Wesley’s quote about the world being his parish is usually seen as his missional justification for preaching the gospel wherever he was. But he also knew that he was exempt from the parish boundary rules as a fellow of Lincoln College, Oxford. He had no parish of his own, and was free to preach where he liked
I think for me, that quote from James Pedlar asks the question - are we hindered in our ability to preach the gospel where it needs to be preached BECAUSE of our parish/appointment? 

In the context of Wesley's ministry, territory was everything.  Your parish was a geographical location and your people where those within its borders. I think he's right that John was free from that because of his academic placement. 

So, what would that look like today? Would it be more appropriate to think of John Wesley in today's terms as a deacon?  As a pastor without an appointment?

The more I think about it, the more I think Wesley would have been a 21st century United Methodist Deacon rather than anything else.  As far as I can tell, he did not regularly administer the sacraments... he encouraged people to go to their local parish congregation and recieve them there.  He was an academic and a preacher, a writer and a teacher, an organizer... and I have a feeling that he would have been very unhappy under the appointment system.

In our world, our "parish" or our congregation can be limiting if we let it. If we stick within the walls of our church and only preach to those who come to us, the gospel is confined. Sometimes this isn't intentional. Sometimes the demands of newsletters and repairing the roof and worship planning just gets in the way of our ability to be in the world preaching the gospel.

If we were not limited to one congregation - or even two or three or five (in some yoked parishes) - how would the job of ministry change? If the parish were not your primary appointment, but you were still an ordained elder with sacramental responsibility, what would your days look like? The first place I see being thrown out the window is pastoral care, but perhaps that is not fair...

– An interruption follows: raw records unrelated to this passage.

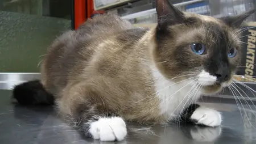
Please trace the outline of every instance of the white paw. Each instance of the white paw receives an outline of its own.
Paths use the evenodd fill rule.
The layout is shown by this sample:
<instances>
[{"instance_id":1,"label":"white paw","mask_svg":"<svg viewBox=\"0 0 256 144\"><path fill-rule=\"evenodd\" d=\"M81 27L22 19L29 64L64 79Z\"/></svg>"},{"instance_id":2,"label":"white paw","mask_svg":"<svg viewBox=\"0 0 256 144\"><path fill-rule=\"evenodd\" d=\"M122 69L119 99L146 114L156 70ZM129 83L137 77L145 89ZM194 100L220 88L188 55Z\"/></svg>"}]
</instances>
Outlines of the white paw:
<instances>
[{"instance_id":1,"label":"white paw","mask_svg":"<svg viewBox=\"0 0 256 144\"><path fill-rule=\"evenodd\" d=\"M221 123L221 115L219 112L203 107L195 111L191 116L191 119L197 124L212 127L220 126Z\"/></svg>"},{"instance_id":2,"label":"white paw","mask_svg":"<svg viewBox=\"0 0 256 144\"><path fill-rule=\"evenodd\" d=\"M126 125L121 117L102 117L92 122L89 132L94 139L102 141L123 140L127 134Z\"/></svg>"},{"instance_id":3,"label":"white paw","mask_svg":"<svg viewBox=\"0 0 256 144\"><path fill-rule=\"evenodd\" d=\"M190 134L193 139L199 142L213 142L221 134L220 126L216 128L199 127L191 130Z\"/></svg>"}]
</instances>

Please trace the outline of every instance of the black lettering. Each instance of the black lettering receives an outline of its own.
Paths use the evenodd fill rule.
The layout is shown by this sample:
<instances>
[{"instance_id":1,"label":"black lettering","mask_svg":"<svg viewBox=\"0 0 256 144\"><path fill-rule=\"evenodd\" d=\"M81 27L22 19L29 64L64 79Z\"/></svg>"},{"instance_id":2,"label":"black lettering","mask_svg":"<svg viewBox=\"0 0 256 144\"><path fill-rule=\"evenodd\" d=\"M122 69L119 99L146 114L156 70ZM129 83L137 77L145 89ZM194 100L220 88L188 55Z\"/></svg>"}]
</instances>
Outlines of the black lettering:
<instances>
[{"instance_id":1,"label":"black lettering","mask_svg":"<svg viewBox=\"0 0 256 144\"><path fill-rule=\"evenodd\" d=\"M248 41L255 43L256 43L256 37L252 36L249 36Z\"/></svg>"},{"instance_id":2,"label":"black lettering","mask_svg":"<svg viewBox=\"0 0 256 144\"><path fill-rule=\"evenodd\" d=\"M250 69L245 69L245 73L249 75L253 75L253 71Z\"/></svg>"},{"instance_id":3,"label":"black lettering","mask_svg":"<svg viewBox=\"0 0 256 144\"><path fill-rule=\"evenodd\" d=\"M253 63L246 62L245 63L245 66L246 66L247 69L250 69L251 70L253 70L254 69L254 65Z\"/></svg>"}]
</instances>

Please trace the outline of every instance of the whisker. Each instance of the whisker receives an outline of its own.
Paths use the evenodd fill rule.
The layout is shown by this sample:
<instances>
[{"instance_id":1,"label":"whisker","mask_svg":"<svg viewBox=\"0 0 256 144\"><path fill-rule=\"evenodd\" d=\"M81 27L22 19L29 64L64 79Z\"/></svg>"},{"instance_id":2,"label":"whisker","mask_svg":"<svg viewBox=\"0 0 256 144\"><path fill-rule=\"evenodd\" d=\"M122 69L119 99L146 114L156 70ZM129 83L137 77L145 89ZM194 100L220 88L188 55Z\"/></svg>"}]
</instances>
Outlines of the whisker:
<instances>
[{"instance_id":1,"label":"whisker","mask_svg":"<svg viewBox=\"0 0 256 144\"><path fill-rule=\"evenodd\" d=\"M239 103L238 103L238 100L237 100L237 98L236 98L234 93L233 91L232 90L232 89L231 88L231 87L230 86L228 86L228 87L229 89L229 90L230 90L231 92L233 94L233 96L234 96L234 100L235 100L236 103L237 103L237 107L238 108L239 111L240 112L241 116L242 117L243 122L245 122L245 120L243 120L243 115L242 114L242 110L241 109L241 107L239 105Z\"/></svg>"},{"instance_id":2,"label":"whisker","mask_svg":"<svg viewBox=\"0 0 256 144\"><path fill-rule=\"evenodd\" d=\"M156 107L154 107L153 108L151 109L151 110L155 109L155 108L157 108L158 107L159 107L159 105L160 105L162 104L163 104L163 103L166 102L166 100L167 100L168 99L170 99L170 98L171 98L172 96L174 96L174 95L175 95L176 94L177 94L178 92L179 92L181 90L182 90L183 88L184 88L185 87L186 87L187 86L188 86L188 84L190 84L191 83L197 80L197 79L194 79L193 81L192 81L191 82L188 83L187 84L186 84L185 86L183 86L181 88L180 88L180 89L179 89L178 90L177 90L175 92L173 93L171 95L169 96L167 98L166 98L164 101L161 101L161 103L160 103L160 104L158 104L156 105ZM184 98L183 98L183 99L182 100L184 100ZM182 102L182 101L181 101ZM175 109L175 110L176 110ZM151 111L148 111L148 112Z\"/></svg>"},{"instance_id":3,"label":"whisker","mask_svg":"<svg viewBox=\"0 0 256 144\"><path fill-rule=\"evenodd\" d=\"M192 82L194 82L195 81L197 80L198 78L192 81L192 82L188 83L188 84L185 84L184 86L183 86L183 87L181 87L181 88L180 88L179 90L177 90L176 92L175 92L175 93L174 93L174 94L172 95L174 95L175 94L176 94L177 92L179 92L180 90L181 90L182 88L183 88L184 87L185 87L185 86L188 86L188 84L189 84L190 83L191 83ZM171 97L170 96L170 97ZM169 98L170 97L168 97L168 98ZM168 99L167 98L167 99ZM165 125L165 128L164 128L164 132L166 131L166 126L168 124L168 121L169 121L170 118L171 118L171 117L172 116L172 114L174 114L174 113L175 112L175 111L177 109L177 108L179 108L179 107L180 106L180 105L182 103L182 102L183 101L183 100L185 99L186 98L184 96L183 98L183 99L181 100L181 101L180 102L180 103L179 104L179 105L176 107L176 108L173 111L172 113L170 115L170 117L167 118L167 121L166 121L166 125Z\"/></svg>"},{"instance_id":4,"label":"whisker","mask_svg":"<svg viewBox=\"0 0 256 144\"><path fill-rule=\"evenodd\" d=\"M199 85L200 85L200 84L194 84L192 87L191 87L191 88L190 90L188 91L188 92L187 92L186 95L184 96L184 98L187 98L187 96L188 95L188 98L186 99L187 101L186 101L186 102L185 103L185 104L184 104L183 107L181 108L181 112L183 112L183 109L184 108L185 106L186 105L187 102L188 102L188 101L190 101L189 100L190 100L190 99L191 99L191 97L193 95L193 94L194 91L196 91L196 90L197 89L197 86L198 86ZM194 88L194 87L195 87L195 88ZM191 93L189 94L189 92L190 92L192 90L193 90L193 91L192 91ZM180 116L178 116L177 122L178 122L178 123L179 123L179 122L180 122L180 117L181 117L181 116L182 116L181 115L180 115Z\"/></svg>"},{"instance_id":5,"label":"whisker","mask_svg":"<svg viewBox=\"0 0 256 144\"><path fill-rule=\"evenodd\" d=\"M197 76L193 77L191 77L191 78L188 78L188 79L184 79L184 80L179 81L179 82L178 82L173 83L173 84L171 84L171 85L170 85L170 86L166 86L166 87L164 87L163 89L161 89L161 90L160 90L159 91L155 92L153 94L147 96L146 96L145 98L143 98L142 99L141 99L141 100L139 100L139 101L138 101L134 103L134 104L137 104L137 103L139 103L139 102L141 102L141 101L142 101L142 100L144 100L144 99L147 99L148 98L149 98L149 97L150 97L150 96L152 96L152 95L157 95L158 93L159 93L159 92L160 92L160 91L163 91L163 90L164 90L166 88L168 88L168 87L171 87L171 86L173 86L173 85L174 85L174 84L177 84L177 83L181 83L181 82L184 82L184 81L188 81L188 80L193 79L193 78L196 78L196 77L197 77Z\"/></svg>"},{"instance_id":6,"label":"whisker","mask_svg":"<svg viewBox=\"0 0 256 144\"><path fill-rule=\"evenodd\" d=\"M242 95L239 92L239 91L237 90L237 88L236 88L236 87L238 87L238 88L240 89L240 90L241 90L246 95L246 96L249 99L249 100L251 101L251 102L252 103L252 104L253 104L253 105L254 106L255 108L256 108L255 105L254 105L254 104L253 103L253 101L250 99L250 98L249 97L249 96L246 94L246 93L245 93L240 87L239 87L235 83L233 82L233 84L234 84L234 88L236 88L236 90L237 91L237 92L239 92L239 94L240 94L242 98L243 98L243 99L245 101L245 103L246 103L246 104L248 105L248 106L249 107L249 108L253 111L253 109L251 108L251 106L250 105L250 104L249 104L248 101L247 101L247 100L243 98L243 96L242 96ZM256 117L256 115L255 114L254 112L253 112L253 114L254 115L254 116Z\"/></svg>"},{"instance_id":7,"label":"whisker","mask_svg":"<svg viewBox=\"0 0 256 144\"><path fill-rule=\"evenodd\" d=\"M233 87L233 88L234 88L235 90L237 91L237 90L236 88L236 87L233 85L233 83L231 83L230 86L231 86L232 87ZM239 92L239 91L238 91L238 92ZM242 105L242 107L243 107L243 111L244 111L244 112L245 112L245 116L246 116L246 117L247 117L247 118L248 119L248 121L249 121L250 124L251 125L251 126L253 128L254 128L254 129L256 129L256 128L254 127L254 126L253 126L253 125L251 124L251 121L250 121L250 118L249 118L248 116L247 115L246 111L245 111L245 107L243 107L243 105L242 104L242 101L241 101L241 100L239 99L239 98L238 98L238 100L240 101L240 103L241 103L241 105Z\"/></svg>"},{"instance_id":8,"label":"whisker","mask_svg":"<svg viewBox=\"0 0 256 144\"><path fill-rule=\"evenodd\" d=\"M253 91L254 91L254 92L255 92L255 93L256 93L256 91L254 91L253 89L252 89L250 87L247 86L247 85L245 84L245 83L242 83L242 82L240 82L240 81L238 81L238 80L233 79L233 81L234 81L236 82L237 82L237 83L240 84L241 85L242 85L242 86L243 86L244 87L246 88L248 90L249 90L249 91L251 92L251 94L252 94L254 96L254 97L255 97L254 93L253 92L253 91L251 90L251 89L253 90Z\"/></svg>"}]
</instances>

That being said... sometimes Elders under appointment self-limit themselves.  As my bishop reminded a group of young clergy, we are appointed to communities, not to congregations.  The world of ministry around us is far bigger than we sometimes assume.  There are plenty of opportunities to serve outside of our local church communities, also.

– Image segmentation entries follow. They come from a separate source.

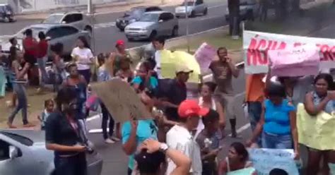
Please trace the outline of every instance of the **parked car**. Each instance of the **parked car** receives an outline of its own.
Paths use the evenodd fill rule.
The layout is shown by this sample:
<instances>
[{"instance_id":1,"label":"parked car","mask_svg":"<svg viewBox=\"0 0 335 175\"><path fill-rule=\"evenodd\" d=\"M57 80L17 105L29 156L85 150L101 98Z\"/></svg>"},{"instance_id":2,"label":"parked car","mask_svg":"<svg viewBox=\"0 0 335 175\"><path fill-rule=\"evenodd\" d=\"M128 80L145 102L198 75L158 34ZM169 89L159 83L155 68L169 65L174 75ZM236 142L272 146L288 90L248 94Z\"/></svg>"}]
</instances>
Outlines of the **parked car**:
<instances>
[{"instance_id":1,"label":"parked car","mask_svg":"<svg viewBox=\"0 0 335 175\"><path fill-rule=\"evenodd\" d=\"M178 19L167 11L145 13L139 21L127 25L124 30L128 40L152 39L156 36L178 35Z\"/></svg>"},{"instance_id":2,"label":"parked car","mask_svg":"<svg viewBox=\"0 0 335 175\"><path fill-rule=\"evenodd\" d=\"M9 4L0 4L0 20L5 23L15 21L14 12Z\"/></svg>"},{"instance_id":3,"label":"parked car","mask_svg":"<svg viewBox=\"0 0 335 175\"><path fill-rule=\"evenodd\" d=\"M81 12L58 13L49 16L43 24L68 24L90 32L93 31L89 17Z\"/></svg>"},{"instance_id":4,"label":"parked car","mask_svg":"<svg viewBox=\"0 0 335 175\"><path fill-rule=\"evenodd\" d=\"M0 174L51 174L54 171L54 152L45 148L45 132L28 130L0 131ZM88 175L100 175L102 158L86 154Z\"/></svg>"},{"instance_id":5,"label":"parked car","mask_svg":"<svg viewBox=\"0 0 335 175\"><path fill-rule=\"evenodd\" d=\"M129 24L139 20L143 13L149 11L161 11L162 8L158 6L141 6L135 7L129 12L125 13L124 16L117 19L116 25L121 30L124 30L124 28Z\"/></svg>"},{"instance_id":6,"label":"parked car","mask_svg":"<svg viewBox=\"0 0 335 175\"><path fill-rule=\"evenodd\" d=\"M241 0L240 1L240 19L253 20L258 16L259 4L256 0ZM225 12L225 20L229 21L229 9Z\"/></svg>"},{"instance_id":7,"label":"parked car","mask_svg":"<svg viewBox=\"0 0 335 175\"><path fill-rule=\"evenodd\" d=\"M186 8L186 6L187 7ZM206 16L207 15L207 12L208 7L207 5L204 3L204 0L184 2L175 9L175 14L177 18L186 16L187 15L189 17L194 17L199 14Z\"/></svg>"},{"instance_id":8,"label":"parked car","mask_svg":"<svg viewBox=\"0 0 335 175\"><path fill-rule=\"evenodd\" d=\"M33 37L37 40L37 35L40 32L45 33L47 39L49 40L47 55L49 59L52 56L50 46L57 42L63 44L63 53L64 56L69 56L71 54L72 49L76 46L76 40L80 36L85 37L88 43L90 43L90 35L89 32L81 30L73 25L66 24L37 24L25 28L14 35L0 38L2 49L5 52L9 52L11 43L9 43L8 40L11 37L15 37L18 40L19 49L23 50L22 41L24 38L23 32L28 28L33 30Z\"/></svg>"}]
</instances>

The question for me is always one of calling... what are you called to be and to do? 

Wesley was called to use his post as a vehicle for transformation of his church and of disciples of Jesus Christ.  He had some freedom to move and travel to enable him to do that.

I am called to deeply inhabit this community to share the love of God with them in every way that I can.  I have some freedom and authority because of my position to do that as well.

Thank God that there are many ways that we can serve!


  1. Great thoughts, Katie. I agree that Wesley would not do well under our appointment system. Indeed, he turned down the opportunity to serve a parish.

    Maybe we need some elders who serve as "conference fellows" - or free floating deacons - who are charged to serve the gospel within the conference in whatever way will be most effective.

  2. it always amuses me that the aphorism about the world = parish was picked up, appropriated, by Yves Congar. Not a Methodist. Not so's you'd notice! Maybe plagiarism is the true ecumenical bond???

  3. Theoretically, there is such a thing as a Conference Evangelist.